Now the King’s Cross Estate website carries a statement on its homepage. They do not currently use FRT. They deleted all the data processed rapidly after gathering it. It was given over only to the police to prevent and detect crime in the neighborhood in the interests of public safety. The team had been investigating a new FRT system, but this work is on hold. On hold. Holding on. Ready to be reanimated, in a new world such as the one that is gathering around us?
What is to come at us is as imprecise as a cloud. Clouds come down to earth in the form of fog. A fog is a visible aerosol, a dense concentration of water or ice molecules suspended in the air. We pass through it. The fog of fog computing is not visible, as we pass through it. It is an atmosphere busy with rapid data processing on secure local devices. Data, harvested from multiple devices, stays near the ground, near the event, obfuscated in the fog of our complicating worlds.
As another mode, edge computing develops – where processing occurs within the sensors or close to the gathering device itself – something analytical, operative maybe, happens in the edges of our vision, becomes available. We do not see those edges loom into view, and we may not even know they are there.
Edges, integrated with AI, make autonomous vehicles safer or monitor medical conditions and drug delivery. Edges trigger smart activities in the home. Edges distribute across our surfaces, communicating to someone somewhere whether workers have cleaned recently. Edges counteract the freezes of cloud-based video conferencing. Edges promise to bring fast precision to a foggy, cloudy world, where data is cast over everything, constantly generating more and more, and where efficiency is counted in milliseconds.
Edge computing is deployed very often in surveillance cameras. It allows for a fast and smart trawling through myriad data, in order to identify a face, a wanted person, the habits of consumers, someone with or without required permits. It may even clock perceived emotions. Microsoft Azure service specifies the detection of ‘a range of facial expressions such as happiness, contempt, neutrality and fear’. And on seeing what it is asked to find, the system makes almost instant decisions. Crowds are no longer crowds but pixel spots of identifiability. Our motives, what we are and why we do and what we feel, become a property of the edge, the fog, the cloud – all the most obscure to us.

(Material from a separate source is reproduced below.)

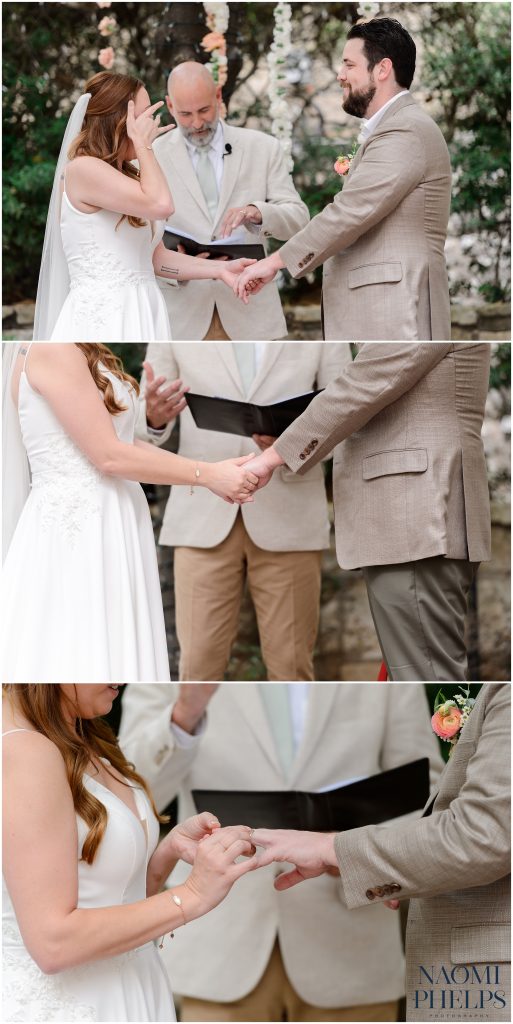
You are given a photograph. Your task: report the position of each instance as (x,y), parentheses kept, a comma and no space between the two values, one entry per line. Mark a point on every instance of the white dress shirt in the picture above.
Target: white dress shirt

The cloud is a vague thing, a thing built for our imagination and by it – innocuous in its name, like the cookie before it that was the trace of power, silently stored on our computers and for whom we became trails of crumbs of data, little Hansels and Gretels each, unconsciously marking our wanderings. We might wish to float as free as the cloud.
Those of us who long for such untetheredness would do well to upskill – to find a way to short-circuit the conversations of devices by braiding the AI-generated plausible faces – with all their faked emotions and absent motives – with the facial recognition systems that wish to possess or trace.
The people-comfits in thispersondoesnotexist do not know who they are, or that they are. They cannot consent to be seen. But nor can we. Not really. Our faces are made and remade in the cloud, stored in the cloud, sent up to the cloud, drawn down from the cloud. Our faces and everything else that is and is no longer ours.